Lie algebra of motion group of $\mathbb{R}^{2}$

Let the motion group of $\mathbb{R}^{2}$, that is the group pf affine linear transformations of the form

$$(x,y) \mapsto (x\cos\theta - y\sin\theta + a\,,\, x\sin\theta + y\cos\theta + b)$$

The motion group $G$ can be identified with the subgroup $G$ of $GL(3, \mathbb{R})$, whose elements are matrices

$$\begin{pmatrix} \cos\theta & -\sin\theta & a \\ \sin\theta & \cos\theta & b \\ 0 & 0 & 1 \end{pmatrix}$$

Why is $G$ a closed subgroup of $GL(3, \mathbb{R})$ and why is the Lie algebra of $G$

$\frak{g}$ = $\left\lbrace \begin{pmatrix} 0 & -a & b \\ a & 0 & c \\ 0 & 0 & 0 \end{pmatrix} : a,b,c\in\mathbb{R} \right\rbrace$ ?

3 Answers

To answer your first question, if $\vec{t}=(t_1,t_2)$ and $$T(\theta, \vec{t}):=\begin{pmatrix} \cos\theta & -\sin\theta & t_1 \\ \sin\theta & \cos\theta & t_2 \\ 0 & 0 & 1 \end{pmatrix}, \quad R_\theta:= \begin{pmatrix} \cos\theta & -\sin\theta \\ \sin\theta & \cos\theta \end{pmatrix}$$ Show that $T(\phi, \vec{s})T(\theta, \vec{t})=T(\theta+\phi, R_\phi\vec{t}+\vec{s})$. This takes care of $G$ being a closed subgroup of $GL(3,\mathbb{R})$.

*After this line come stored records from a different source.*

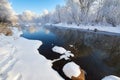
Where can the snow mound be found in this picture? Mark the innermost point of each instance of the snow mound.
(71, 69)
(111, 77)
(59, 50)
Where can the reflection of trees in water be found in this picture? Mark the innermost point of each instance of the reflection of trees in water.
(72, 37)
(84, 42)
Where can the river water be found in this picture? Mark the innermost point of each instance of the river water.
(93, 61)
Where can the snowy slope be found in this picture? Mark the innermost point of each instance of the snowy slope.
(20, 60)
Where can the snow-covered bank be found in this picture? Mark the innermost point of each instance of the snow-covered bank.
(89, 27)
(20, 60)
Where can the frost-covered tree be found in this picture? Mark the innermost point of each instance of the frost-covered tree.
(7, 14)
(111, 11)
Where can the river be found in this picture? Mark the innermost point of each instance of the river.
(87, 46)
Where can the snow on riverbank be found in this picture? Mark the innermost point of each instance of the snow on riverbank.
(65, 54)
(71, 69)
(20, 60)
(111, 77)
(89, 27)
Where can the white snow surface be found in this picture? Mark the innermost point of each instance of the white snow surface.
(58, 49)
(20, 60)
(71, 69)
(90, 27)
(111, 77)
(65, 54)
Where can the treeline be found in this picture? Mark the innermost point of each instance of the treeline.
(85, 12)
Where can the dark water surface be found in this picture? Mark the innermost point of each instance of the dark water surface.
(94, 61)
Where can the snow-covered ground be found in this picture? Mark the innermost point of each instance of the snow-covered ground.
(20, 60)
(111, 77)
(98, 27)
(71, 69)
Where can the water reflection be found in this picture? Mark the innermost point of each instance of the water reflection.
(96, 52)
(93, 51)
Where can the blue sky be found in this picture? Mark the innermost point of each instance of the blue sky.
(36, 6)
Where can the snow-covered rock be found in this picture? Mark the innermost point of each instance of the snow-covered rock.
(65, 54)
(111, 77)
(71, 69)
(59, 50)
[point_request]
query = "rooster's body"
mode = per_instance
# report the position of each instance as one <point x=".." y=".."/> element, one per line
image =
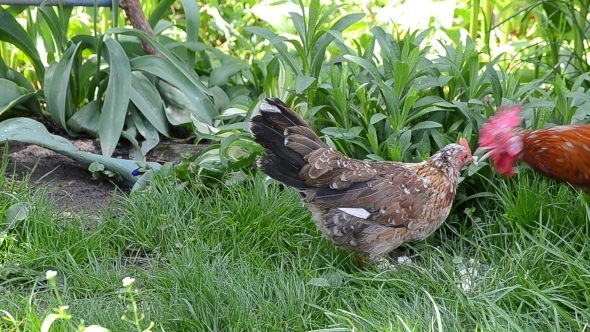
<point x="559" y="152"/>
<point x="368" y="207"/>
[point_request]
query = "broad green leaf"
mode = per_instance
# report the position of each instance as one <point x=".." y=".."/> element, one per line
<point x="157" y="13"/>
<point x="169" y="56"/>
<point x="278" y="44"/>
<point x="496" y="86"/>
<point x="318" y="55"/>
<point x="56" y="28"/>
<point x="9" y="92"/>
<point x="368" y="65"/>
<point x="230" y="67"/>
<point x="426" y="125"/>
<point x="302" y="83"/>
<point x="12" y="32"/>
<point x="202" y="108"/>
<point x="146" y="98"/>
<point x="220" y="98"/>
<point x="193" y="23"/>
<point x="377" y="117"/>
<point x="25" y="100"/>
<point x="87" y="119"/>
<point x="32" y="132"/>
<point x="579" y="95"/>
<point x="57" y="92"/>
<point x="14" y="76"/>
<point x="114" y="107"/>
<point x="145" y="129"/>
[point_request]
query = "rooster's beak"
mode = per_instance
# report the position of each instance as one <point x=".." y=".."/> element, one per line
<point x="486" y="154"/>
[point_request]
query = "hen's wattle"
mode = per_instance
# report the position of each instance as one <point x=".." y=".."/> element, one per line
<point x="368" y="207"/>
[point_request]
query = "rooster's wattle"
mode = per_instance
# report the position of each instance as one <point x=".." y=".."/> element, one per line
<point x="368" y="207"/>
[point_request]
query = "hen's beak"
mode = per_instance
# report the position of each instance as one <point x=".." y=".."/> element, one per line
<point x="486" y="154"/>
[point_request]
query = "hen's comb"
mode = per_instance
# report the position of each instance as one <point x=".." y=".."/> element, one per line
<point x="464" y="143"/>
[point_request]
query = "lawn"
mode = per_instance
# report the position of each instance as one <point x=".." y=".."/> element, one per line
<point x="246" y="257"/>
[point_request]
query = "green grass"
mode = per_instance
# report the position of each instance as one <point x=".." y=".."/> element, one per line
<point x="248" y="258"/>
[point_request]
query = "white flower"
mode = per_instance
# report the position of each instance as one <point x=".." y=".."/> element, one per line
<point x="128" y="281"/>
<point x="50" y="274"/>
<point x="95" y="328"/>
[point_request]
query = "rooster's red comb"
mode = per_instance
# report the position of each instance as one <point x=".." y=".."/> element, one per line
<point x="464" y="143"/>
<point x="505" y="118"/>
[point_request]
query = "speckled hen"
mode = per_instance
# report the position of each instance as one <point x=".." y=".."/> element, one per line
<point x="368" y="207"/>
<point x="559" y="152"/>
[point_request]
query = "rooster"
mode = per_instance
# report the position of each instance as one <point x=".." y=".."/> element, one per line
<point x="370" y="208"/>
<point x="559" y="152"/>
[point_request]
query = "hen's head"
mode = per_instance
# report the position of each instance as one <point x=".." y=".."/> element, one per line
<point x="455" y="155"/>
<point x="502" y="139"/>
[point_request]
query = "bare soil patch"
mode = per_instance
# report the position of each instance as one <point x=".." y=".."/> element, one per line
<point x="71" y="185"/>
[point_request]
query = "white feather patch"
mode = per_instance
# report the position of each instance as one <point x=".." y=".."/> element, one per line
<point x="357" y="212"/>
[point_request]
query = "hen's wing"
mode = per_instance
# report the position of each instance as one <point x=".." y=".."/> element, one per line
<point x="391" y="194"/>
<point x="561" y="153"/>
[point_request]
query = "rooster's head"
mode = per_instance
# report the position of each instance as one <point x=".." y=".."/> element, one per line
<point x="501" y="139"/>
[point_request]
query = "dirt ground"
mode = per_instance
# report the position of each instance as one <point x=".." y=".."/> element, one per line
<point x="71" y="184"/>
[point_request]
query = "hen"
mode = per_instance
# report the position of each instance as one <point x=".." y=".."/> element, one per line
<point x="558" y="152"/>
<point x="368" y="207"/>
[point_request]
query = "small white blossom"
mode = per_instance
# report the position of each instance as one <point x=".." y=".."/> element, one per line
<point x="128" y="281"/>
<point x="50" y="274"/>
<point x="95" y="328"/>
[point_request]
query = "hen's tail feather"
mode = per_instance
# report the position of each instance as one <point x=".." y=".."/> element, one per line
<point x="286" y="139"/>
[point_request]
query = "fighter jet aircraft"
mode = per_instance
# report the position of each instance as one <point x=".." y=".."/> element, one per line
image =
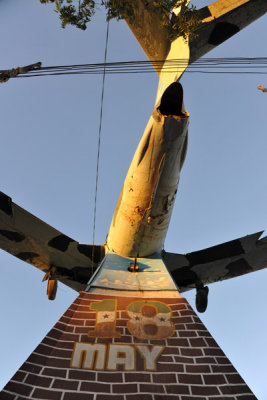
<point x="142" y="215"/>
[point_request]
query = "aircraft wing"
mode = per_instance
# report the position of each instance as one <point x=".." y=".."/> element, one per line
<point x="217" y="263"/>
<point x="32" y="240"/>
<point x="221" y="20"/>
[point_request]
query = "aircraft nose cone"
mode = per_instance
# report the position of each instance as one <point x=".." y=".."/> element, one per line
<point x="172" y="100"/>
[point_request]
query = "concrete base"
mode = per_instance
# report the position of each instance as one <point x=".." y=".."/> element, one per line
<point x="108" y="346"/>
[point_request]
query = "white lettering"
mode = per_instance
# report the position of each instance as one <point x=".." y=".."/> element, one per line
<point x="88" y="356"/>
<point x="121" y="354"/>
<point x="150" y="357"/>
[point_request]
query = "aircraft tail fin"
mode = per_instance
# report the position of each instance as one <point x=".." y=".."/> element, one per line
<point x="217" y="263"/>
<point x="32" y="240"/>
<point x="149" y="32"/>
<point x="221" y="20"/>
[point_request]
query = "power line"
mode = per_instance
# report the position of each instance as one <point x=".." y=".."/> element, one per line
<point x="235" y="65"/>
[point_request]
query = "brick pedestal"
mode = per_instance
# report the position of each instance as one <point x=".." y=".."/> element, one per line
<point x="127" y="348"/>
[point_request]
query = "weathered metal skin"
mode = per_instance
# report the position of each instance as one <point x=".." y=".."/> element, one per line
<point x="144" y="209"/>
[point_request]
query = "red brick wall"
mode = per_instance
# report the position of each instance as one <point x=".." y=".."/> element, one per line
<point x="191" y="365"/>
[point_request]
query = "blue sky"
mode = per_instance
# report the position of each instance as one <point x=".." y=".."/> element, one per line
<point x="49" y="129"/>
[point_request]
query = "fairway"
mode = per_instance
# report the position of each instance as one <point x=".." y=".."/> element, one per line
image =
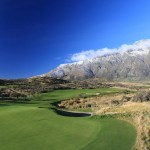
<point x="27" y="127"/>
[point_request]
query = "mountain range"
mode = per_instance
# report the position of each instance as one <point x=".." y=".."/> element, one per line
<point x="127" y="63"/>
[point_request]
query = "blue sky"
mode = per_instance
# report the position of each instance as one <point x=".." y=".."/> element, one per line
<point x="38" y="35"/>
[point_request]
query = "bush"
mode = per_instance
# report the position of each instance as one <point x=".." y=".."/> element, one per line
<point x="143" y="96"/>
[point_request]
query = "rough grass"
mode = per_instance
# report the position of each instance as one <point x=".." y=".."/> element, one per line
<point x="27" y="127"/>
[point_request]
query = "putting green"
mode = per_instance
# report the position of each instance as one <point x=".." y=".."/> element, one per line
<point x="32" y="128"/>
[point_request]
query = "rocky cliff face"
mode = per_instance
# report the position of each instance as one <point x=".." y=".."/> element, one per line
<point x="131" y="62"/>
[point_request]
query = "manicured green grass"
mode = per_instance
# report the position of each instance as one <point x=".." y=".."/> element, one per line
<point x="32" y="128"/>
<point x="27" y="127"/>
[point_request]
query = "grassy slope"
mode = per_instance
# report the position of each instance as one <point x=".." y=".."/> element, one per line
<point x="32" y="128"/>
<point x="47" y="98"/>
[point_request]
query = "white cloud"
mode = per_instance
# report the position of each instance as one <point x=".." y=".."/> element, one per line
<point x="88" y="54"/>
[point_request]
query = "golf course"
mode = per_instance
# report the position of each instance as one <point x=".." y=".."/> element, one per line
<point x="35" y="126"/>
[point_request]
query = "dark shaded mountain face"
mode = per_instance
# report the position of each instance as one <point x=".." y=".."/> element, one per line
<point x="131" y="64"/>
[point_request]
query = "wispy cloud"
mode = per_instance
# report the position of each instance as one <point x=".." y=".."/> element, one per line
<point x="88" y="54"/>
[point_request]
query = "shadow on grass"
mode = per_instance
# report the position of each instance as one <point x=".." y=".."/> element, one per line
<point x="69" y="113"/>
<point x="4" y="105"/>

To find the generators of the Lie algebra of a matrix Lie group $G$, one needs to find an "infintesimal'' transformation. Let $\epsilon_1, \epsilon_2, \epsilon_3>0$ be a "small" real number. Then $$T(\epsilon_1, \epsilon_2, \epsilon_3)= I_3+ \begin{pmatrix} 0 & -\epsilon_1 & \epsilon_2 \\ \epsilon_1 & 0 & \epsilon_3 \\ 0 & 0 & 0 \end{pmatrix}+O(\epsilon^2)$$ where $I_3$ is the identity matrix. This should be enough to convince you why the Lie algebra is $$\mathfrak{g}=\left\{\begin{pmatrix} 0 & -\theta & a \\ \theta & 0 & b \\ 0 & 0 & 0 \end{pmatrix}: \theta,a,b\in \mathbb{R}\right\}$$

$\mathrm{GL}_3$ is an open subset of $\mathrm{Mat}_{3 \times 3} \cong \Bbb{R}^9$ with coordinates $a_{ij}$ for $1 \leq i,j \leq 3$ (representing the matrix entries). Then the subgroup $G$ is closed since it is the solution set of the equations:

\begin {align*} a_{11} - a_{22} &= 0 \\ a_{21} + a_{12} &= 0 \\ a_{11}^2 + a_{21}^2 - 1 &= 0 \\ a_{31} &= 0 \\ a_{32} &= 0 \\ a_{33} - 1 &= 0 \end {align*}

To see why the Lie algebra is what it is, realize that this group is $3$-dimensional, since it just depends on the parameters $a,b,\theta$. The Lie algebra is the tangent space at the identity, so to see what a generic tangent vector looks like, look at a generic curve in $G$, and look at its tangent vector.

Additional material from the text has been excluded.